The MedlineCodec maps the MedlineCitation.pmid() to its own field in the Lucene Document, so that we can uniquely identify documents by PubMed identifier. To lookup documents by PubMed id we create a org.apache.lucene.index.Term object:

Term idTerm = new Term(Fields.ID_FIELD,citation.pmid());

Here is the MedlineIndexer.handle() method:

public void handle(MedlineCitation citation) {
    Document doc = mMedlineCodec.toDocument(citation);
    try {
        ...
            Term idTerm = new Term(Fields.ID_FIELD,citation.pmid());
            if (mSearcher.docFreq(idTerm) > 0) {
                mIndexWriter.updateDocument(idTerm,doc);
            } else {
                mIndexWriter.addDocument(doc);  
            }
         }
    } catch (IOException e) {
        mLogger.warn("handle citation: index access error, term: "+citation.pmid());
    }
}

We use the IndexSearcher's doqFreq() method to check if a document with this PubMed id is in the index. If so, then the handler updates the document, else it adds it.
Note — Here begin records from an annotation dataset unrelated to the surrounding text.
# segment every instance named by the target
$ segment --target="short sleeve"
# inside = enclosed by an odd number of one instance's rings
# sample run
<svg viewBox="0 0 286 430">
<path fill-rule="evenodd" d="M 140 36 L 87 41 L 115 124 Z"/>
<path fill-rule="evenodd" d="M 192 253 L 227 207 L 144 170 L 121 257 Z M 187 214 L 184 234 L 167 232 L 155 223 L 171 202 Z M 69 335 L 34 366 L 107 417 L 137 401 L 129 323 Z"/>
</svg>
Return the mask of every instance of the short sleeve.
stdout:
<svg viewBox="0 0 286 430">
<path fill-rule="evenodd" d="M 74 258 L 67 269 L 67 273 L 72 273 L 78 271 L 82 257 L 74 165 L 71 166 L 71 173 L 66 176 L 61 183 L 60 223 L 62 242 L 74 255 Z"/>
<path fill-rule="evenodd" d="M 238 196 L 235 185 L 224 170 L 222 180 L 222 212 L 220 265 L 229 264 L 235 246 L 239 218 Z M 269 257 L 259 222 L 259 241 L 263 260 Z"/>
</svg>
To delete a citation from the index we use the deleteDocuments method. Here is the MedlineIndexer.delete() method:

public void delete(String pmid) {
    ...
    Term idTerm = new Term(Fields.ID_FIELD,pmid);
    mLogger.debug("delete citation: "+pmid);
    try {
        mIndexWriter.deleteDocuments(idTerm);
    } catch (IOException e) {
        mLogger.warn("delete citation: index access error, term: "+pmid);
    }
}

Indexing the MEDLINE daily updates file is a simple batch-oriented process. The IndexWriter holds a write-lock on the index (a file-system based lock, see the LockFactory javadoc), so only a single update process can ever be running. However there can be any number of IndexReaders open on the index. Their view of the index is whatever state the index was in when either their open() or reopen() method was called. Once you understand this about the Lucene IndexReader and IndexWriter classes, you’re ready to start building applications capable of handling a stream of search requests, interleaved with updates to the index, (or else you’re ready to use Solr, or something like it).